[Smt-talk] Symphonia, etc.

Ildar Khannanov solfeggio7 at yahoo.com
Tue Apr 7 11:26:44 PDT 2009


Dear David and the List,
 
sorry to post messages so often: my excuse is that the recent topics are very provocative.
 
Krasis is the blend. Interestingly, Russian language (which owes much of its grammar and lexic to ancient Greek) has absorbed this aspect in its word for paint: kraska. Apparently, the paint was a mixture of colors and Russian icon creators (Bogomazy) used the word kraska in its original Greek meaning. Then, kraska is not just color, but beautiful color. Why Russians prefer red to all other colors is a different topic. Yet, "red paint" will be krasnaya kraska!  And "beautiful red paint" will be krasivaya krasnaya kraska. Beautiful girl is krasavitsa. Red Square is a misnomer: it is, in fact, Beautiful Square. Orchestral colors--orchestrovye kraski.
 
What I am trying to say is that blending of sounds, armonia, has always been related to the category of the beautiful. Thus, harmonia has something to do with aisthesis. The words for "shining clothes" in Greek are esthes lampra. 
 
Form, or forma, has the same kind of connotation. Morphe (one of Plato's favourite terms) has become forma in the barbaric tongue of the Romans, but it retained the aisthetic aspect, as in Nigra sum sed formosa, or in Spanish, hermosa. 
 
If we take away functional harmony and form, music will be left as an atonal, disfunctional, formless and contentless mass.
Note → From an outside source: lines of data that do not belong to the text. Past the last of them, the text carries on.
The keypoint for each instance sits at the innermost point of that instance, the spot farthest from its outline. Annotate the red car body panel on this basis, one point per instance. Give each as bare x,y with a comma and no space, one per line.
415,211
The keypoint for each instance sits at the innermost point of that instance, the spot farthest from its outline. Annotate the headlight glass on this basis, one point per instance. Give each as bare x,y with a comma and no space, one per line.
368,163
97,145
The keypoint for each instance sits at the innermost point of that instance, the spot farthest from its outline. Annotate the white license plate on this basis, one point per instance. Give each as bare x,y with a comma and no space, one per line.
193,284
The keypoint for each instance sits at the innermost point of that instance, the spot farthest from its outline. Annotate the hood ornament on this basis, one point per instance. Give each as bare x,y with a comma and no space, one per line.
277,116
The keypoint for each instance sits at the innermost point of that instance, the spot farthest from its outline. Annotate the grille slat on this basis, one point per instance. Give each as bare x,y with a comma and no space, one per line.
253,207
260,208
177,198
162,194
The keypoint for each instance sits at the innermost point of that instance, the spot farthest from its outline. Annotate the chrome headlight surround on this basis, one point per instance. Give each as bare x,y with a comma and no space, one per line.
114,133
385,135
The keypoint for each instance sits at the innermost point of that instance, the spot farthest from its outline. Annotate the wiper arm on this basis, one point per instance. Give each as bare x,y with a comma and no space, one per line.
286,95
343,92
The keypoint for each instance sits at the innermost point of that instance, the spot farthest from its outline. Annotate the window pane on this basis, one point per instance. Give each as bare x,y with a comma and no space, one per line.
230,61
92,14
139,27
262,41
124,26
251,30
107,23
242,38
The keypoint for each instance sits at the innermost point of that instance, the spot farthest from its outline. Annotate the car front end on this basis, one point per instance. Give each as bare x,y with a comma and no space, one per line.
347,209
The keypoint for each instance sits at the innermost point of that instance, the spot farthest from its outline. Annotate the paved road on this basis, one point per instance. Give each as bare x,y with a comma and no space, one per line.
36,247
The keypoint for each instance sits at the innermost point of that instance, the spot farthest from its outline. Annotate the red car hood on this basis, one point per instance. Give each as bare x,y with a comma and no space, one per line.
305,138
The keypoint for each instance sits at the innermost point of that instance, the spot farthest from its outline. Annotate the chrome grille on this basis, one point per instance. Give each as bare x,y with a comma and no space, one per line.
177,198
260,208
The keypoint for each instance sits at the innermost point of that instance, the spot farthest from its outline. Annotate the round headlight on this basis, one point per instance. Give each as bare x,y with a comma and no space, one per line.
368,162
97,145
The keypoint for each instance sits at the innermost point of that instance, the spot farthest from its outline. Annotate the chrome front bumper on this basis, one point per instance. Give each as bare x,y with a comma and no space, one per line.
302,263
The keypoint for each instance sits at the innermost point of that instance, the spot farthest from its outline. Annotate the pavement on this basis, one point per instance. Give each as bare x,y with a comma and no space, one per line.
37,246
Socrates could not find many examples of such miserable things, only dirt and old hair.   Hmm, where whould we go from here?
 
Best,
 
Ildar Khannanov
Peabody Conservatory


--- On Sun, 4/5/09, dec2101 at columbia.edu <dec2101 at columbia.edu> wrote:


From: dec2101 at columbia.edu <dec2101 at columbia.edu>
Subject: Symphonia, etc.
To: "Ildar Khannanov" <solfeggio7 at yahoo.com>
Cc: smt-talk at societymusictheory.org
Date: Sunday, April 5, 2009, 3:16 PM


Dear Ildar (and anyone else interested),

I do indeed understand your point re. interpretation..

"Blend" translates "krasis" (from "kerannumi"); the word is often used to characterize the result of mixing wine with water or honey. It's also used in grammar, to denote contractions like "thanropou" (from "tou anthropou").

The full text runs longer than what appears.